FIELD RESEARCH IN BAVARTÉS AND LAYRISSE
Bagnères-de-Luchon canton (municipalities of the former Saint-Béat canton)
Haute-Garonne (France), July–August 2024

Activity carried out by the association Eth Ostau Comengés as part of the Tramontana Network project, co-funded by the Creative Europe program.
From August 2024, after scouting out the terrain and informants, the Eth Ostau Comengés team carried out an initial phase of ethnographic research among the last speakers of Gascon in the 21 targeted municipalities.

The main focus of the research was practices and perceptions related to water. Indeed, this territory, crossed by the Garonne and the Pique rivers, is marked by the irrigation of hay meadows, the transportation of wood by floating (an activity that is no longer practiced today), other economic activities using water as a driving force, but also disastrous floods and rain rituals.

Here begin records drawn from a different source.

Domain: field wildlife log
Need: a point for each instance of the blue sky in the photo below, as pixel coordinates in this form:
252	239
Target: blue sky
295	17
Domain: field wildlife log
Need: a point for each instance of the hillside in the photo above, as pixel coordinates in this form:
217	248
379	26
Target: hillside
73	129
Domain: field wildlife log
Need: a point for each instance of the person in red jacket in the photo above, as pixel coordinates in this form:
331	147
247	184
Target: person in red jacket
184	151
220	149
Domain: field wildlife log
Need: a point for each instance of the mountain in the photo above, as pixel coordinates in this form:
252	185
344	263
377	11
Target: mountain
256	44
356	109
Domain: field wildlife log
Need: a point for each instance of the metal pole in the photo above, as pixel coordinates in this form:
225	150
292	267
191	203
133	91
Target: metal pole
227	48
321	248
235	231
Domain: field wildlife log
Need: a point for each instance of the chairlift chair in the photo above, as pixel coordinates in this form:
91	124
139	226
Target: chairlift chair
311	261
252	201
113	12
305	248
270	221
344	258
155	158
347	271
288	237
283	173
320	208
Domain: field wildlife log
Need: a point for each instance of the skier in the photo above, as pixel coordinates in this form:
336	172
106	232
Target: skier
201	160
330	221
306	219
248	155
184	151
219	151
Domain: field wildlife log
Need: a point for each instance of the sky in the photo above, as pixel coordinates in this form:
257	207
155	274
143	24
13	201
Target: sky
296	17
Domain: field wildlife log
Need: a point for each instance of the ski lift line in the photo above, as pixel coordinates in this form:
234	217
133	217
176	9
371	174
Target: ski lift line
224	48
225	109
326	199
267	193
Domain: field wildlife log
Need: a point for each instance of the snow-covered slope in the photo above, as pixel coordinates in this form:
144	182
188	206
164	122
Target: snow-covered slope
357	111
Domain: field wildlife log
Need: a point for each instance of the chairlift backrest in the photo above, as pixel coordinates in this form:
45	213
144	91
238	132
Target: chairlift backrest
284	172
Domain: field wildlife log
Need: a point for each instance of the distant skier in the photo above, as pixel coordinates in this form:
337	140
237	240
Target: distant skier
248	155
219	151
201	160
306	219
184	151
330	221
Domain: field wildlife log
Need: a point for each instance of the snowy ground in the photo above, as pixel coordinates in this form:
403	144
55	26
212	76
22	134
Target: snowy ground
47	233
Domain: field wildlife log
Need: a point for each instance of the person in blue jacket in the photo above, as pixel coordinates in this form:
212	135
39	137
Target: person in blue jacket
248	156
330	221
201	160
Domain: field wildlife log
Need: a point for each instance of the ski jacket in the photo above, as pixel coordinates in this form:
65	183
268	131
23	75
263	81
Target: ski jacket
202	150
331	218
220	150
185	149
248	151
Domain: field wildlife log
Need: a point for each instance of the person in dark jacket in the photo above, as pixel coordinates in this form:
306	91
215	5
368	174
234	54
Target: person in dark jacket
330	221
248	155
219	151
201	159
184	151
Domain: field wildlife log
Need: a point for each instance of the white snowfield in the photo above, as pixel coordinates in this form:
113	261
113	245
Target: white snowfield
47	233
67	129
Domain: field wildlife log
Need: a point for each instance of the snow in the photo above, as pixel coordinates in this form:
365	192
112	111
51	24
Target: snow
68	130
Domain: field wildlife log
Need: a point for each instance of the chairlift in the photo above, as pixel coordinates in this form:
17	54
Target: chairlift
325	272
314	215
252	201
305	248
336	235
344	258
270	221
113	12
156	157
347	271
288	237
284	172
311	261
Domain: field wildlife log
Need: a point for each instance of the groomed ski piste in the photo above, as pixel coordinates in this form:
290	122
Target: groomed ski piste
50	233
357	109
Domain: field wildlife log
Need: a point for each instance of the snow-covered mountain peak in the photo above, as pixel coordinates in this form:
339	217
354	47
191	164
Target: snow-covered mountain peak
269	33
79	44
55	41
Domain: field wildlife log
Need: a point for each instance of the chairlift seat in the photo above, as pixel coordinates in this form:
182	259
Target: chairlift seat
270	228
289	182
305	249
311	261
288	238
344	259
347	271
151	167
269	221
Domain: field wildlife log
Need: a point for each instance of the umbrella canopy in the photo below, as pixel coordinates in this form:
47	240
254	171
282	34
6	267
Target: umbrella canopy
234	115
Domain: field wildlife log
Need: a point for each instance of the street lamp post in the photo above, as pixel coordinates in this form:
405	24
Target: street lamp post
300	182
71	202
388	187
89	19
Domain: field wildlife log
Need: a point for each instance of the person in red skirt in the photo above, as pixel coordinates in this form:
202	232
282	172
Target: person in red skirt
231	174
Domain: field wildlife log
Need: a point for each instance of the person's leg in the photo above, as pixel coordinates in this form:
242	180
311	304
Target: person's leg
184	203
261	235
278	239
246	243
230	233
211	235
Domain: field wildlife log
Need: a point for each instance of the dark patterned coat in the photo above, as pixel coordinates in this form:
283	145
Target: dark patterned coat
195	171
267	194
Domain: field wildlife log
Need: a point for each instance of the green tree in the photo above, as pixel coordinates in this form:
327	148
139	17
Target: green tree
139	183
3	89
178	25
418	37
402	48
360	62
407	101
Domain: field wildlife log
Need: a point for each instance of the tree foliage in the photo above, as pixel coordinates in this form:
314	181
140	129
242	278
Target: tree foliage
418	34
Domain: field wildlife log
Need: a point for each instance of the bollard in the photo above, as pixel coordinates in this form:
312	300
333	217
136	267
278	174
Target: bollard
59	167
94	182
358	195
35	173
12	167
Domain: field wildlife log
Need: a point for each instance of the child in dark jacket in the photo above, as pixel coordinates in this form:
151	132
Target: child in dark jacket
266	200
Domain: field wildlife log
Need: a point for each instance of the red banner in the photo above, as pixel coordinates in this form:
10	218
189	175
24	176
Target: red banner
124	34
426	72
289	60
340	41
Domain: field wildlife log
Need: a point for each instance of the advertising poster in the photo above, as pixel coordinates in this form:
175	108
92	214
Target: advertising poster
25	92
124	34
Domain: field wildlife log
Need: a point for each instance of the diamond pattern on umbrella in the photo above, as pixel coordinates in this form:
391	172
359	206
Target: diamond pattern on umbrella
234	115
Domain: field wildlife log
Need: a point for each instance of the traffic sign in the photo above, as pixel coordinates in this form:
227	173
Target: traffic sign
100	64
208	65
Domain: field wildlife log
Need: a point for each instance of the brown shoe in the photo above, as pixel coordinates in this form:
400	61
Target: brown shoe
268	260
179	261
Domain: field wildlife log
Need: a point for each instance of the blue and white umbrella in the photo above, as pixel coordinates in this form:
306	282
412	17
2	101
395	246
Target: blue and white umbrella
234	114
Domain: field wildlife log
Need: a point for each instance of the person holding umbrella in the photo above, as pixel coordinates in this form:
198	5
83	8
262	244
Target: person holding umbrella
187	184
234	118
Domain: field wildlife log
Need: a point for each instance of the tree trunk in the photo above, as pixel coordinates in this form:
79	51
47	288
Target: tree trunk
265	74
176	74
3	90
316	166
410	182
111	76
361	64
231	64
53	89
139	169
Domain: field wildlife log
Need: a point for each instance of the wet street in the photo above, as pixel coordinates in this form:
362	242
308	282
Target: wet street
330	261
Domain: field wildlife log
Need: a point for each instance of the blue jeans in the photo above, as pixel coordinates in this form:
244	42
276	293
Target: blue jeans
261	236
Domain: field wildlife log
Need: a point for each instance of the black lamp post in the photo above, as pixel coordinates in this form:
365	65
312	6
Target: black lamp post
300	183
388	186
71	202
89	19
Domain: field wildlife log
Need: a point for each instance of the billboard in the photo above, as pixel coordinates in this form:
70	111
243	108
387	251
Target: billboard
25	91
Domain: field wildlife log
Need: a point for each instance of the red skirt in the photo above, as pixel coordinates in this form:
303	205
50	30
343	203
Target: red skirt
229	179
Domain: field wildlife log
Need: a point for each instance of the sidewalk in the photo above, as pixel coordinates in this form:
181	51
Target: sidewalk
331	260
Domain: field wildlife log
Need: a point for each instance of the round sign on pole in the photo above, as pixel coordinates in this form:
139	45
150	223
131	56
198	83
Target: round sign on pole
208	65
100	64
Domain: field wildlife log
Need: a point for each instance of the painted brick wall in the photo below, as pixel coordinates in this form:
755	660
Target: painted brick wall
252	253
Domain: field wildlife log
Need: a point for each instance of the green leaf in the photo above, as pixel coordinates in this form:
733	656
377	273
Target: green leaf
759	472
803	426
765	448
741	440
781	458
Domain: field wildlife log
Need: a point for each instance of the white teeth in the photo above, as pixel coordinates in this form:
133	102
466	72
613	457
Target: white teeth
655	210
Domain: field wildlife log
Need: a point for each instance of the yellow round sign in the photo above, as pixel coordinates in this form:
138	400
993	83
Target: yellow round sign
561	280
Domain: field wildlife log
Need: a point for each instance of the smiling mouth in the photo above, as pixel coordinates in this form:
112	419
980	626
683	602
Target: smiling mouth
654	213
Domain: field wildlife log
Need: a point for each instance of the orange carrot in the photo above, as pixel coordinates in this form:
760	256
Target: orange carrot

Also, the topic of migration seemed very important because of the proximity of the French-Spanish border and the specialization of certain villages in the trade of travelers and peddlers, particularly in Boutx. Moreover, within the commune of Boutx, we are in the process of intensifying our research on the case of two communities that are somewhat apart in the valley in more ways than one.

Firstly, Le Ger-de-Boutx, due to its geographical isolation (in the Ger catchment area) and its unique history, cultivates its own cultural and linguistic identity. The issue of sharing and/or managing the mountain pastures, as well as the water, forests and the Mourtis ski resort, is still the subject of heated debate today. And secondly, the case of Argut-Dessus, a very isolated and rugged territory, deserted by three quarters of its population, which saw the arrival of a new population of urban origin in the 1950s, a pioneering experiment, as part of civil services supervised by the Mountain Holiday Association, under the aegis of Doctor Heurté de Cierp. Two cultures and philosophies of life coexisted peacefully and sometimes intermingled in interesting ways, rebuilding the ruined houses but not without crushing the indigenous culture, which had become an ultra-minority.

Finally, these two valleys are marked by a very pronounced decline in pastoralism, and they were also the scene of the reintroduction of the first Slovenian bears in 1996, in the commune of Melles. In addition to practices related to transhumance, the relationship with predators will be the focus of our future investigations. This last subject, which is very sensitive and divisive, especially with the announced return of the wolf, is the subject of very lively debate in the valleys. In the midst of an agricultural crisis on a European scale, several informants have already confided in us that they see it as the end of a pastoral civilization and, beyond that, the end of the villages themselves.